Here we demonstrate the in vivo imaging ability of our MEMS-based photoacoustic imaging system for visualizing blood vessels in a human hand. The photograph of the hand and the barely visible blood vessels under the skin are shown in Fig. 5(a) , while the recovered 3D image of the blood vessels is given in Fig. 5(b). We can see that the blood vessels are clearly imaged with correct shape and size for most part. We also note that some middle portions of the blood vessels [indicated by arrow in Fig. 5(b)] are notably distorted or missing. This is most likely attributed to the fact that these portions of the blood vessels are physically located deeper over other parts of the blood vessels of interest and that the sensitivity of the transducer responsible for this part of the imaging area is lower due to the limited directivity of the transducer used. It is noted that the shape of the vessels is not round likely due to the non-linear effect of the MEMS mirror. We are seeking ways to resolve this issue by using a proper calibration method.
Fig. 5

(a) Photograph of the hand with highlighted imaging area. (b) 3D rendering of the recovered blood vessels.

(a) Photograph of the hand with highlighted imaging area. (b) 3D rendering of the recovered blood vessels.

5. Conclusions

In this paper, we have demonstrated a MEMS-based photoacoustic imaging system using both phantom and in vivo experiments.

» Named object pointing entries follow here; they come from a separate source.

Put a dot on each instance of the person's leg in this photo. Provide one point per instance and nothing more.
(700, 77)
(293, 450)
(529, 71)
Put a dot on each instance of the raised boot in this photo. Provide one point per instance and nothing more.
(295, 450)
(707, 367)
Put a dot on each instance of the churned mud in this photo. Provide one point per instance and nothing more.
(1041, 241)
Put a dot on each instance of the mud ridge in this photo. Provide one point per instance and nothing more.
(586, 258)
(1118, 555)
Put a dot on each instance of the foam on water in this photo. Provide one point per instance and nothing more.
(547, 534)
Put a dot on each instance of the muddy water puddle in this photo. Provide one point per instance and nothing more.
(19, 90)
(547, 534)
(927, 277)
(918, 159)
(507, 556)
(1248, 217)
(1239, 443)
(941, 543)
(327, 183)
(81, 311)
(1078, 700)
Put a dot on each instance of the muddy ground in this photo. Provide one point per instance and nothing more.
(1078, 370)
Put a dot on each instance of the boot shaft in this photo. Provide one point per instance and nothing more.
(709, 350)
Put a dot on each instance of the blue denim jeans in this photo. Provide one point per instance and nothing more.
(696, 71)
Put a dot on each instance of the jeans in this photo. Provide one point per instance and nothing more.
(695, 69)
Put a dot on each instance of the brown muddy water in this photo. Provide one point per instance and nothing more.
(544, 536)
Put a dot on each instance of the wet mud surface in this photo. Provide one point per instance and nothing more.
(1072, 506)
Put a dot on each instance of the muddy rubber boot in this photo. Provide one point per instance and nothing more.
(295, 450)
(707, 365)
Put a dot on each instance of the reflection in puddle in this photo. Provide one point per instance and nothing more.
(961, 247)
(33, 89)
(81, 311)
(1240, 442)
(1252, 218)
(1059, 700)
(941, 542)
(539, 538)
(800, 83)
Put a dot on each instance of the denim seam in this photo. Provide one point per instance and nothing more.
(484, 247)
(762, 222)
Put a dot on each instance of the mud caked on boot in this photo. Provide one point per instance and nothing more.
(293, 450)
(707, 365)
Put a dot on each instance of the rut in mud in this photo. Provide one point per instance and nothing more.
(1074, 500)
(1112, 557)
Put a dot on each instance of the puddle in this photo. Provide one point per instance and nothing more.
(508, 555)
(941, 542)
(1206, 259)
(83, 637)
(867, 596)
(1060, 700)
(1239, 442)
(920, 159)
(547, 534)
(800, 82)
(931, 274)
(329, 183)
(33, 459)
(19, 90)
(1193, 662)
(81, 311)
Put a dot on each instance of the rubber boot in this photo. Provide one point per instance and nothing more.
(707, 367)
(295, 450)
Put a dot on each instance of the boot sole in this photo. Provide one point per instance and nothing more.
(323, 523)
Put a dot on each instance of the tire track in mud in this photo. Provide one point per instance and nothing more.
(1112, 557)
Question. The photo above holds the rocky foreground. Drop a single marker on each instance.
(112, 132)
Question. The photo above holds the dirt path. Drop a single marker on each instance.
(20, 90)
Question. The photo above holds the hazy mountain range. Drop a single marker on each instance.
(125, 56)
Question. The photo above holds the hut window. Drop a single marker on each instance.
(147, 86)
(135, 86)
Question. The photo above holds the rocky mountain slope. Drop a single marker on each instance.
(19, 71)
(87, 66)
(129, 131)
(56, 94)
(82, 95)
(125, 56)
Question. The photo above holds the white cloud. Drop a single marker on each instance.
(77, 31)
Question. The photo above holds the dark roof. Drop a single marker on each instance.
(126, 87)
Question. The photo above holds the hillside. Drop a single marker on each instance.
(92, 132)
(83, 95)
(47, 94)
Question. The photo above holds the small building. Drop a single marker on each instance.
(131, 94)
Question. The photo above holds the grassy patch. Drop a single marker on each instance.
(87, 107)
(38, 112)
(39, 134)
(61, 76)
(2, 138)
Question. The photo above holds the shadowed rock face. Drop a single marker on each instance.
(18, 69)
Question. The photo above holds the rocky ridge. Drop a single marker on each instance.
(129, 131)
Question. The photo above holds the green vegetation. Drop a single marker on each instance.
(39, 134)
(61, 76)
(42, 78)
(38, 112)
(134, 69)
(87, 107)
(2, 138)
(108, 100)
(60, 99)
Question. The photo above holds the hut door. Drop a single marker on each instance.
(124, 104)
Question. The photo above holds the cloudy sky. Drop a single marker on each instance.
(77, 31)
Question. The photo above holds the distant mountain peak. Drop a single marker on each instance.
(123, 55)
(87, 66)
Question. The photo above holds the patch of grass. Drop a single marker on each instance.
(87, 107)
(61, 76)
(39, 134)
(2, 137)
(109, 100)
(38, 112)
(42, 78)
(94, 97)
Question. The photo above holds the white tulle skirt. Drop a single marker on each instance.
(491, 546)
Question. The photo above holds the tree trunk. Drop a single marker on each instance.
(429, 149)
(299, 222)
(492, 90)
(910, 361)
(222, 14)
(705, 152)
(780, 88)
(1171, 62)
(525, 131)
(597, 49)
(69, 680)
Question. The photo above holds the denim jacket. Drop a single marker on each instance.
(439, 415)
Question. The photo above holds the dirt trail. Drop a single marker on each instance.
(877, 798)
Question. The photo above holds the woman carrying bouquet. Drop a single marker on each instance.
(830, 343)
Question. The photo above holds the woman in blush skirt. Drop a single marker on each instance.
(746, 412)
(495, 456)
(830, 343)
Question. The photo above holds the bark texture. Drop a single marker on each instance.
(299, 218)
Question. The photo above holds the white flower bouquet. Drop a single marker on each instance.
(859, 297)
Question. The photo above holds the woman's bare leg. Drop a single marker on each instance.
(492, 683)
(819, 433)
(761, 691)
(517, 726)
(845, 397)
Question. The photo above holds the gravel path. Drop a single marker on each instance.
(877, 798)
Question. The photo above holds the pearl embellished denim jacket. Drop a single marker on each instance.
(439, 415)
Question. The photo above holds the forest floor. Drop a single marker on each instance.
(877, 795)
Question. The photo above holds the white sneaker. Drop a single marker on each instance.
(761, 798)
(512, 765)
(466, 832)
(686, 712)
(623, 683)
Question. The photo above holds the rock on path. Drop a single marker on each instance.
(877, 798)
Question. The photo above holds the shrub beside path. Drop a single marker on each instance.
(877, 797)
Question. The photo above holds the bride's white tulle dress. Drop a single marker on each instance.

While promising, we realize some limitations associated with our current system. First, the imaging area of 9 × 9 mm2 is relatively small limited by the voltages applicable to the current MEMS actuators. We are investigating to optimize the MEMS mirror design to increase the scan angle. Second, the scanning speed of the system is limited by the relatively low repetition frequency of the laser. We note that pulsed lasers with a repetition frequency of up to 200Hz are already available commercially, making real-time imaging possible in our next generation system. Third, the axial resolution can be increased by increasing the frequency of the transducer, by decreasing the thickness of the PVDF film to the range of 28-52μm, or by using more sensitive piezocomposite materials based transducer. Finally, the quick decay of optical fluence in turbid medium should be considered, and we plan to use optical fiber plus GRIN lens to achieve highly focused light beam for deeper penetration. The results obtained from this study are encouraging, and the probe diameter will be reduced to 5mm or smaller, which will allow us to develop a MEMS-based photoacoustic imaging system for image-guided surgery in future. For endoscopic applications, the probe diameter will be further reduced to 3mm or smaller.